IMAGINE the predicament. There you are peddling around the Mallorquin countryside, taking in the clear blue skies, the ancient windmills and the picturesque countryside.
Then you take one wrong turn and end up in the triangle of hell: A shameful local secret, otherwise known as Son Banya.
Son Banya is a triangular shanty-town a mere five kilometres away from the luxurious shops and restaurants of Palma and a stone’s throw from the Mercapalma wholesale market.
Son Banya offers shopping of a different kind – it is a drugs supermarket; and it is not Ibuprofen that is on offer. According to reporters braver than myself who have entered the area, the welcome is far from friendly with guns recommending a swift exit. In comparison, a night out in Magaluf is like a trip to Disneyland.

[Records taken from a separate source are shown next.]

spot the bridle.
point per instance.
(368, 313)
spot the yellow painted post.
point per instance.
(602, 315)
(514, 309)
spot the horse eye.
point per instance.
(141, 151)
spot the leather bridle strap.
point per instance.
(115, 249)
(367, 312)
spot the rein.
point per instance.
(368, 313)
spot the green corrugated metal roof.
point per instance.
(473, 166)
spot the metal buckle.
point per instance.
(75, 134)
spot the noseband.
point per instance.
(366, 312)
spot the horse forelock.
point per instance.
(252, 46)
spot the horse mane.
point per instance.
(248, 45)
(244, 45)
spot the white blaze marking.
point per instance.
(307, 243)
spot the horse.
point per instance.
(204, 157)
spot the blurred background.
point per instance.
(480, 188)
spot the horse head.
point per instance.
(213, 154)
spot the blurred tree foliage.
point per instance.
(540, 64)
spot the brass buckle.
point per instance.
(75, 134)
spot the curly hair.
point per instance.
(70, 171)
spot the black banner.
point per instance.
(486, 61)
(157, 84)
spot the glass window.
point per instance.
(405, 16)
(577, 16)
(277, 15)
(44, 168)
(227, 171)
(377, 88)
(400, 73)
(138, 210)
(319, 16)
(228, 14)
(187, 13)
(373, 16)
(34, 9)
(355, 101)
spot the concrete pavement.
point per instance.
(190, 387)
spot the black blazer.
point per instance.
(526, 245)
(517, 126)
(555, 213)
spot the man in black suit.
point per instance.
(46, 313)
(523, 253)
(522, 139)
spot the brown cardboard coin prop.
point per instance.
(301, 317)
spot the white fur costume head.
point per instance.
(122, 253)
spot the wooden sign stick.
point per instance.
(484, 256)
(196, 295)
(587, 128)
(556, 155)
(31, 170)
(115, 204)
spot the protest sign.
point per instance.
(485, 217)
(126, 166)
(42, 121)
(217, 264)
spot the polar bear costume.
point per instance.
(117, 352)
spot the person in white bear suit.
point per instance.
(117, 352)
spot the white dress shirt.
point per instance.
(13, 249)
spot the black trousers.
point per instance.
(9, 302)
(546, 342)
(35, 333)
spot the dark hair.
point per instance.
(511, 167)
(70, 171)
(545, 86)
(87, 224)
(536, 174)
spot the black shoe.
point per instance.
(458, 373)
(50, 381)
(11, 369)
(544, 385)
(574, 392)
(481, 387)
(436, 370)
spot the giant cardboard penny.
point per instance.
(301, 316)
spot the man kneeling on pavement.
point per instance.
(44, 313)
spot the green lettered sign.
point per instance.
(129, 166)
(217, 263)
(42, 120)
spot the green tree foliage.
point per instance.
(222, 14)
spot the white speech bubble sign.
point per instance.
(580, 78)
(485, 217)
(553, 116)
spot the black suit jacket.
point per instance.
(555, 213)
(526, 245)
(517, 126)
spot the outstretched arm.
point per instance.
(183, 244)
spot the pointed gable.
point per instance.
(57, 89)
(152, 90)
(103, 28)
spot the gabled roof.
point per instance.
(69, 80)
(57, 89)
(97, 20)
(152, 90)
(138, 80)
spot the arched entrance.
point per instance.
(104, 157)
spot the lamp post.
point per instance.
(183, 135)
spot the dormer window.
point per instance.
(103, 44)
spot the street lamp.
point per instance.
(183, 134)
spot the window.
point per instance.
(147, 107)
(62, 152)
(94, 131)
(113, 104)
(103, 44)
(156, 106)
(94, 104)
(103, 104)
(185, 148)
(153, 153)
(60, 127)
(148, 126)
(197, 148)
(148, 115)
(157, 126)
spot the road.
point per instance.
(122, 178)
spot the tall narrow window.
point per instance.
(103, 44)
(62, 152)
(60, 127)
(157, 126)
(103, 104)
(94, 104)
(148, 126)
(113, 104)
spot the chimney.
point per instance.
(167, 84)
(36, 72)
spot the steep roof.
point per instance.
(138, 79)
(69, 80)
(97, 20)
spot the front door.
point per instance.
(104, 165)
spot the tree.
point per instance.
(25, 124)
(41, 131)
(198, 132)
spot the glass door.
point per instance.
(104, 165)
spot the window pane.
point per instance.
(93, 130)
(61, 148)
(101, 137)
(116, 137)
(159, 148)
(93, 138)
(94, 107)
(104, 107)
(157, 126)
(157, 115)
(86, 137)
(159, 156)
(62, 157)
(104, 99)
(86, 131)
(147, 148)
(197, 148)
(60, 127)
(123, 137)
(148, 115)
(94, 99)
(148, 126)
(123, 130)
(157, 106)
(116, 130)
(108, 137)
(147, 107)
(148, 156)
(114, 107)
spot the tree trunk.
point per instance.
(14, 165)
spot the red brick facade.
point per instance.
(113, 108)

While the existence of this relatively tiny area of Mallorca has been successfully shielded from tourists and expats, with even its location removed from many maps, it is remarkably significant, despite hosting a mere 100 families. The government has closed the local school in an attempt to integrate the children into the wider community, and after the tragic disappearance of 15-year old Malén Zoe Ortiz Rodriquez near Magaluf in December 2013, Son Banya has been searched on a number of occasions, albeit without success.
‘La Paca’ as the original matriarch of the village is known as, now resides under lock and key. Francisca Cortés Picazo, her real name, is succeeded by family members upholding the ‘spirit’ of the area, but according to one of her sons, she is due for parole next year.
Next month some 23 of the shack-like buildings are scheduled to be destroyed by court order, in an attempt to finally eradicate the power of Son Banya. You might wonder why the removal of such a small area, accessed by a single road, has taken so long and proven so difficult. La Paca’s son recently gave some insight into the reason in an interview, claiming that the business would otherwise disperse and be more difficult to track. Others suggest the zone’s powers stretch further up the social hierarchy than officials would care to admit.
Looking at internet chat rooms, some die-hard tourists are already searching out the zone as a last resort if they are unable to locate dealers in the streets. Judging by reports from people who have strayed into Son Banya by mistake or on purpose, I would advise avoiding this at any cost – it is a place where angels and police alike fear to tread.